Recently, as I hiked toward Mohawk Lakes with a group of eighth-graders from Texas, one approached me. "Hey, Mr. Jeff," he said, "This is my Mount Everest!" The look in his eyes was serious, and he was clearly both exhausted and exhilarated.
For these middle schoolers, this class trip was eye opening in so many ways. They flew from Houston to Denver on a Saturday afternoon. The mountains greeted them with cold and wind like they'd never experienced before (not to mention the breathtaking elevation). Starting Sunday morning, they spent three days immersed in forest and aquatic ecology, and their trip culminated with a Celebration Hike up one of Summit County's classic peaks.
In that moment, with that student, hiking on that trail took on a new meaning for me. It's a trail I've been on dozens of times, but that day I was treated to new perspectives. We started by talking about what our goals were for the hike. For some it was getting cool views along the trail, or seeing the old mining ruins. For others, it was getting to the lakes. As we hiked up Spruce Creek Trail, I began to see moments of recognition in the students as they discussed what they'd learned earlier in the week. A few students had a running debate about what mountain life zone we were in: montane, subalpine or alpine. They identified the flora and fauna, asked me probing questions, and fully immersed themselves in the experience. Four days earlier some of these same students had never even seen a mountain!
I was boggled. I sat back and smiled as I overheard them noting the lack of lodgepole pines or aspen, eventually coming to the conclusion that this was a climax forest and we were hiking up through multiple life zones. The group conversation turned to mining as we passed the ruins, and eventually led to some talk about the beautiful tarn that is Mohawk Lakes.
This hike was by no means an easy stroll. We hiked a short distance, then stopped, hiked a little higher, then stopped again. Rest breaks by patches of snow became a goal (snow is particularly astounding when you live in a warm climate!) As we approached the lakes, the Summit County winds picked up. People were losing hats, jackets were flapping, and the powerful winds were literally taking our breath away. Feeling the excitement, I ran ahead of the group. As each student crested to the lake I shouted "Get your hands up!" and took a celebratory picture of each student, arms raised, fists pumped.
This day at Mohawk Lakes got me thinking: as a teacher, what are my "Mount Everest" experiences? What really brings me a sense of pride and accomplishment? Is it teaching a difficult concept? Seeing the curiosity in a student's face while learning something for the first time?

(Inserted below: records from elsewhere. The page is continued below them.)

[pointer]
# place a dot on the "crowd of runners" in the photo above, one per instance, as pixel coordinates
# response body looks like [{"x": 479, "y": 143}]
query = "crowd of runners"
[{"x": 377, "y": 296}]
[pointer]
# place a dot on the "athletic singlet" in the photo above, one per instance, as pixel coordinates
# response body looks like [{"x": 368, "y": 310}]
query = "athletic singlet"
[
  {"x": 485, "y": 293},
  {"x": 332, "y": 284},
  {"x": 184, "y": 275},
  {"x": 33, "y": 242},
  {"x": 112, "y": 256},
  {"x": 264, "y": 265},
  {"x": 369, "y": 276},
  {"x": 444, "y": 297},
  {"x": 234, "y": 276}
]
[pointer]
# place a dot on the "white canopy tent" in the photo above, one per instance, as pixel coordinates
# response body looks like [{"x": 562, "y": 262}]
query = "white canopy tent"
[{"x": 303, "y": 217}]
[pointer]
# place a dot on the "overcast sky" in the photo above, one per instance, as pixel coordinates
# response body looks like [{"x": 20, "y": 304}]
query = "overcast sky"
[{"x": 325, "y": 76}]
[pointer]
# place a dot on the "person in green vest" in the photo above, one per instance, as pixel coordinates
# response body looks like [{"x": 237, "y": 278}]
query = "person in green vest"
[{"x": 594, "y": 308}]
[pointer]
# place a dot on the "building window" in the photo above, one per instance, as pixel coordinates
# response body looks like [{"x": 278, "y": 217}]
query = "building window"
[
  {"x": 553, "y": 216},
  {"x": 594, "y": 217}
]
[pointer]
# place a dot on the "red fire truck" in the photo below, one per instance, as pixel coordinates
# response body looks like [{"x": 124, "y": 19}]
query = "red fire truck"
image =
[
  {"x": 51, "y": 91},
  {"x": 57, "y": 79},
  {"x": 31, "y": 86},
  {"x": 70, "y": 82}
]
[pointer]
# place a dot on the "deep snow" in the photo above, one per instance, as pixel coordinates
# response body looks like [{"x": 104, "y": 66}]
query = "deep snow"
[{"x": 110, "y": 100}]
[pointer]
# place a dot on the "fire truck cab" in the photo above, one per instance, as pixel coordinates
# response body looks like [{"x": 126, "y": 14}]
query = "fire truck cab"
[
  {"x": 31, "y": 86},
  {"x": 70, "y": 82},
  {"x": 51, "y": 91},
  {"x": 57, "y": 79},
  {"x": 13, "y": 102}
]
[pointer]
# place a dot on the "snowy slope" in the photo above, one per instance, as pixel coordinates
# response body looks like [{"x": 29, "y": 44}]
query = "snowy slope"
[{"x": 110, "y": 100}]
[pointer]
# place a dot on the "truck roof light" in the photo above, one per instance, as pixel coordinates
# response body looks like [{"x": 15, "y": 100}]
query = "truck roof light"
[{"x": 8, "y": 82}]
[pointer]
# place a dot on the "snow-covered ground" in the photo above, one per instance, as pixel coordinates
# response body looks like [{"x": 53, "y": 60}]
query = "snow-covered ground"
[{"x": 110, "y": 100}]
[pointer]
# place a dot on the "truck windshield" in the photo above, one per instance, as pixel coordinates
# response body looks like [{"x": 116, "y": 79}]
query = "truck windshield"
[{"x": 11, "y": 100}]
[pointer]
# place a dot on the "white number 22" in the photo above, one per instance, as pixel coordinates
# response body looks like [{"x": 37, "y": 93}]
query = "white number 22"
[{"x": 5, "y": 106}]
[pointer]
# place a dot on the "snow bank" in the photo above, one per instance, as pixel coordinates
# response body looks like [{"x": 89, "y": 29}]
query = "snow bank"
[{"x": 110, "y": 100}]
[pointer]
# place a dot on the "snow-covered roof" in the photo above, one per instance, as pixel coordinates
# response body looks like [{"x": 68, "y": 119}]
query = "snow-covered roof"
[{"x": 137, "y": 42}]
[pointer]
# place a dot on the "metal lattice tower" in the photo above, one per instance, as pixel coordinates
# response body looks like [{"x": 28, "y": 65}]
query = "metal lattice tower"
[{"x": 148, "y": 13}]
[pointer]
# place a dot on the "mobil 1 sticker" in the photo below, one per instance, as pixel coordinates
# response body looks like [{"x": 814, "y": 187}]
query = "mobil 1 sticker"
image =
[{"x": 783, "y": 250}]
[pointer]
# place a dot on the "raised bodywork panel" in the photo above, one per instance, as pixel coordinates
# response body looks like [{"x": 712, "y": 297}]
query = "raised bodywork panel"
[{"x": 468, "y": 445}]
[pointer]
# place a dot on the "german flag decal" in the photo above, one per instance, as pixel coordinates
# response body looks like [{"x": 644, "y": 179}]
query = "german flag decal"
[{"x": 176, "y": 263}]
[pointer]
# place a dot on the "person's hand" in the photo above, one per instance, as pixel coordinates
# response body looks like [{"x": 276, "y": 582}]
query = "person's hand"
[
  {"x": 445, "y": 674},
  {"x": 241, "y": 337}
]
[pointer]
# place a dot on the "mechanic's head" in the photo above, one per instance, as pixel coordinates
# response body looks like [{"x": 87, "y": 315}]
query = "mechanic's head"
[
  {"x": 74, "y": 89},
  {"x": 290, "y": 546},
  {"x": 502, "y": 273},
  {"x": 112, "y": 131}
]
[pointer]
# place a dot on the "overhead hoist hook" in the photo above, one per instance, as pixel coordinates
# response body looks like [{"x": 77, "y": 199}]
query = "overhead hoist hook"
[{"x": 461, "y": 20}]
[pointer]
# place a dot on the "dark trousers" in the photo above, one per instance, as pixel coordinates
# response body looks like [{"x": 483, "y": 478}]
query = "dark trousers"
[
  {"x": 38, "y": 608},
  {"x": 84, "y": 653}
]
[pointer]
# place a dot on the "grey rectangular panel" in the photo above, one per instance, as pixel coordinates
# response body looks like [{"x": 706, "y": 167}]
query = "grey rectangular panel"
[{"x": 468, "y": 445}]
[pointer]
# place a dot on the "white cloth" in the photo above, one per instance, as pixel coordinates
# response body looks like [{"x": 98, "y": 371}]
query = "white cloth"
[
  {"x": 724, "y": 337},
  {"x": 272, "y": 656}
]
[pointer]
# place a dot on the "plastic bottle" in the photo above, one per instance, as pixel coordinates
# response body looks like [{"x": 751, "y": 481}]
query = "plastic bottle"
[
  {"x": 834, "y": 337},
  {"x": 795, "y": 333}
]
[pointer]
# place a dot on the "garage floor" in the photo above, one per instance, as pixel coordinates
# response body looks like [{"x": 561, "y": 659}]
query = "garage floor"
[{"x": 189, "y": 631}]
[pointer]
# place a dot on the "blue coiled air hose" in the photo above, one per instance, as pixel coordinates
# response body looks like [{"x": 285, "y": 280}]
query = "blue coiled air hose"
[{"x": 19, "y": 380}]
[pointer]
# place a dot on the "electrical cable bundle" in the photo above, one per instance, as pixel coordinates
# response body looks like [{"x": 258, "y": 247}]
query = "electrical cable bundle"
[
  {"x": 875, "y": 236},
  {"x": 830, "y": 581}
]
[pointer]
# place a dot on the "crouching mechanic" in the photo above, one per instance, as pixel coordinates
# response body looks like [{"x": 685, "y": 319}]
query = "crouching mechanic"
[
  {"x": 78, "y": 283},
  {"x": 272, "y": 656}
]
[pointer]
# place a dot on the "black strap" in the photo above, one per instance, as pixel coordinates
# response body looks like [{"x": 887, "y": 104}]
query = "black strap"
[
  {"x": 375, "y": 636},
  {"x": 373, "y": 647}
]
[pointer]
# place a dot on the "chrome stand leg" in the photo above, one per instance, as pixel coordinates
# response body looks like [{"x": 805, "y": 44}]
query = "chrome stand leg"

Or showing a local student the amazement of the things they so often overlook right here in Summit County?
A common rallying cry amongst fellow teachers at Keystone Science School is "go change the world!" I think that's my challenge and reward: finding that sense of satisfaction that comes from guiding students toward curiosity about the world, observing them apply what they've learned to real life, and knowing that it will lead to new explorations. Sharing in their accomplishments only enhances my own.